Der langwierige Kampf einiger Wipptaler Bauern gegen die flächenbezogene Landwirtschaft: Das erstinstanzliche Urteil fiel zu Gunsten des Milchhofes Sterzing aus. Acht von 21 Bauern haben dagegen Rekurs beim Oberlandesgericht in Mailand eingereicht.

von Erna Egger

„Wenn man in einem Rechtsstreit Recht bekommt, dann ist es immer eine Bestätigung, dass man den richtigen Weg eingeschlagen hat“, kommentiert der Geschäftsführer des Milchhofes Sterzing, Günther Seidner.

Der Milchhof im Wipptaler Hauptort hat seit Jahren ein gerichtliches Verfahren mit einigen Mitgliedern laufen. Hintergrund dieses Rechtsstreites sind die Beschlüsse der Südtiroler Milchhöfe im Jahr 2018 zur flächenbezogenen Landwirtschaft.
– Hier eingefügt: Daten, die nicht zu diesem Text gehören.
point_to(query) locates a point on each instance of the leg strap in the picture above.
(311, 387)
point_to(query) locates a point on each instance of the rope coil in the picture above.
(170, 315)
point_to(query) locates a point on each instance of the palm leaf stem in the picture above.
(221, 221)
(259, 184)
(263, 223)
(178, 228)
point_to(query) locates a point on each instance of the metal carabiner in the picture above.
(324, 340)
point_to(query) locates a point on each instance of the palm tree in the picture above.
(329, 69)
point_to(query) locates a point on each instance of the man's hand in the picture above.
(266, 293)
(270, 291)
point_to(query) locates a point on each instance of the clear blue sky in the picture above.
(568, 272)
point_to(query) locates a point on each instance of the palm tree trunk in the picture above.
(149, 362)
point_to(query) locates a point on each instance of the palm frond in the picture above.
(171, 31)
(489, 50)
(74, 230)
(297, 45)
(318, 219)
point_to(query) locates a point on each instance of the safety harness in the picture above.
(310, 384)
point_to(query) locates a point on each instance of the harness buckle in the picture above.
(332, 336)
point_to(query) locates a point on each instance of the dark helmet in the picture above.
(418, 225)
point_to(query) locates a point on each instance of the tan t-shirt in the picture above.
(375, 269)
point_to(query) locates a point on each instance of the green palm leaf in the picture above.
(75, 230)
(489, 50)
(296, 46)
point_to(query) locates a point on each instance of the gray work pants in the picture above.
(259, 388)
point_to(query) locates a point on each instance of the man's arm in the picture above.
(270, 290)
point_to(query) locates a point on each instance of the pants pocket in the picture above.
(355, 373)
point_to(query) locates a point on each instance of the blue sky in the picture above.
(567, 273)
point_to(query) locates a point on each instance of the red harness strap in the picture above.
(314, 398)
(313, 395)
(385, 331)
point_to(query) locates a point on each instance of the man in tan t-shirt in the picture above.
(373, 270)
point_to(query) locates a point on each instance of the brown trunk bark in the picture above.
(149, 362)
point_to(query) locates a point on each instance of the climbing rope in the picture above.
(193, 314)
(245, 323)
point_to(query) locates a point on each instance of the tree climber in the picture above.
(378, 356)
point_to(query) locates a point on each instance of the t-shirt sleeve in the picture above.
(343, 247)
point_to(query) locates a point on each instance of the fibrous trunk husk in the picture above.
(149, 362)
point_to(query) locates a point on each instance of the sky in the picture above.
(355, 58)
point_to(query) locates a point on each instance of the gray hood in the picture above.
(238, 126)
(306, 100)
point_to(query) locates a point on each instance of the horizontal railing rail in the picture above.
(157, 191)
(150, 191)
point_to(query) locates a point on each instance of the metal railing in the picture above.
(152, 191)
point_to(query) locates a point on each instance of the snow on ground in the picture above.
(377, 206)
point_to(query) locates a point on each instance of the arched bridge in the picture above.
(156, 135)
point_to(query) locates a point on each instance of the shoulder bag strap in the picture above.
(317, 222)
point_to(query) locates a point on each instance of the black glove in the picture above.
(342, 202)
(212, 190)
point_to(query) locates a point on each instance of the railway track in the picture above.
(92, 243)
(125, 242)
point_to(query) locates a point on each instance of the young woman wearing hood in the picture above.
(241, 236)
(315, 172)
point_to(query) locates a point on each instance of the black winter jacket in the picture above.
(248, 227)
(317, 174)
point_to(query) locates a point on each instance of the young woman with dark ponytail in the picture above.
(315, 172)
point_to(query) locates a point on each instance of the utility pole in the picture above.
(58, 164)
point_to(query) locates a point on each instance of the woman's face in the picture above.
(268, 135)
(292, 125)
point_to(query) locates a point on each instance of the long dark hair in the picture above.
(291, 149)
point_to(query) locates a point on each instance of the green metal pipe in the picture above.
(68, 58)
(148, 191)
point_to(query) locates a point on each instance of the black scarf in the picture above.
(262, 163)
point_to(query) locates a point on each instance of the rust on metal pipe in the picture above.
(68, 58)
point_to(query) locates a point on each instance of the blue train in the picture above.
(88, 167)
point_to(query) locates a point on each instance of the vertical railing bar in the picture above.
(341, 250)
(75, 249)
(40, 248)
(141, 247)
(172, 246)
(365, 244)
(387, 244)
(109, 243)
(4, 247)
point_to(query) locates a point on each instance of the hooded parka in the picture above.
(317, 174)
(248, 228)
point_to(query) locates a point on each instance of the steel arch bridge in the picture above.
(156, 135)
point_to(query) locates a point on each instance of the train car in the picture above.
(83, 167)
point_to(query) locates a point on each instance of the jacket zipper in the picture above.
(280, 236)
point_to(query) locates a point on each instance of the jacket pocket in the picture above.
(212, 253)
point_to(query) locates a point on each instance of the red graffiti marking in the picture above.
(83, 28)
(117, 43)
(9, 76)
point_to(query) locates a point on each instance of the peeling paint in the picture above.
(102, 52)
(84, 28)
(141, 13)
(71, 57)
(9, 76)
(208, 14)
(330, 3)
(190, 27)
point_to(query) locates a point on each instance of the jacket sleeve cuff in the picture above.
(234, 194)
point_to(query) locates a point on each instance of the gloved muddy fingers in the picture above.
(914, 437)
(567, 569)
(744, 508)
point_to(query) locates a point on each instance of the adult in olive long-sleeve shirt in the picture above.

Rückblick: Nach langen Diskussionen haben sich die Genossenschaften in ihren Vollversammlungen im Mai 2018  – zumeist mit großer Mehrheit – mit den Beschlüssen zur flächenbezogenen Milchproduktion selbst Reglementierungen auferlegt – trotz des Widerstandes vieler Großbauern, die um ihre Existenz fürchten. Die Regelungen traten mit 1. Jänner 2019 in Kraft. Demnach dürfen die Bauern nur mehr 2,5 Großvieheinheiten (GVE) pro Hektar halten. Den Landwirten wurde je nach Genossenschaft eine dreijährige oder – wie im auch im Sterzinger Milchhof – eine fünfjährige Übergangsfrist eingeräumt. Die Beschlüsse werden somit Ende 2023 umgesetzt.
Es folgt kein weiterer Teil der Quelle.